Nem Israel nem os EUA são membros do TPI.
‘Agora estou na lista dos implicados no terrorismo’
Prost, que foi citada na última rodada de sanções em agosto, disse à AP que havia perdido o acesso aos seus cartões de crédito, comprado e-books desaparecidos de seu dispositivo e Alexa, da Amazon, parou de responder a ela.
“É a incerteza”, disse ela. “São pequenos aborrecimentos, mas que se acumulam.”
Prost foi sancionado por votar para permitir a investigação do tribunal sobre alegados crimes de guerra e crimes contra a humanidade cometidos no Afeganistão, incluindo por soldados e agentes de inteligência dos EUA.
“Trabalhei toda a minha vida na justiça criminal e agora estou na lista dos implicados no terrorismo e no crime organizado”, disse ela.
Luz del Carmen Ibanez Carranza, juíza peruana sancionada, disse que as sanções de viagem dos EUA, que também se estendiam a familiares, significavam que as suas filhas não podiam mais participar em conferências nos EUA.

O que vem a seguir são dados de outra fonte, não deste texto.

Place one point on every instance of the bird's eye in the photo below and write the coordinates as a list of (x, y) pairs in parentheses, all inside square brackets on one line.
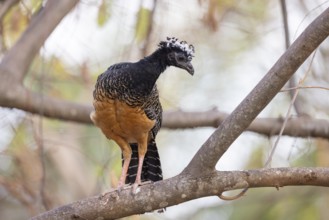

As sanções ameaçam empresas e indivíduos com multas substanciais nos EUA e penas de prisão se fornecerem às pessoas sancionadas “apoio financeiro, material ou tecnológico”, levando-as a retirar serviços aos indivíduos visados.
“Você nunca tem certeza quando seu cartão não está funcionando em algum lugar, se isso é apenas uma falha ou se esta é a sanção”, disse o procurador-adjunto Nazhat Shameem Khan à AP.
Relatos de ameaças sobre mandados
As sanções são alegadamente apenas uma das medidas que foram tomadas contra o tribunal numa tentativa de exercer pressão sobre os mandados de prisão contra Netanyahu e Gallant.
Em Julho, o website Middle East Eye (MEE) informou que o procurador-chefe do tribunal, Karim Khan, foi avisado de que ele e o TPI seriam “destruídos” se os mandados não fossem retirados.
A ameaça teria vindo de Nicholas Kaufman, um advogado de defesa britânico-israelense do tribunal ligado a um conselheiro de Netanyahu. Khan disse que o consultor jurídico do líder israelense lhe disse que ele estava “autorizado” a fazer uma proposta a Khan que permitiria ao promotor “descer da árvore”, informou o site de notícias.
O site informou em agosto que Khan também havia sido avisado em particular pelo então secretário de Relações Exteriores britânico, David Cameron, em abril do ano anterior, de que o Reino Unido retiraria fundos e se retiraria do TPI se emitisse os mandados contra Netanyahu e Gallant, enquanto em maio de 2024, o senador republicano dos EUA Lindsey Graham também “ameaçou” Khan com sanções se ele solicitasse os mandados.
Em maio, o gabinete de Khan anunciou que ele tinha tirado uma licença enquanto se aguarda a conclusão de uma investigação liderada pela ONU sobre alegações de má conduta sexual contra ele, com dois procuradores-adjuntos assumindo as suas responsabilidades.
Seus advogados disseram que ele rejeitou todas as alegações de irregularidades e apenas se afastou temporariamente devido ao intenso escrutínio da mídia.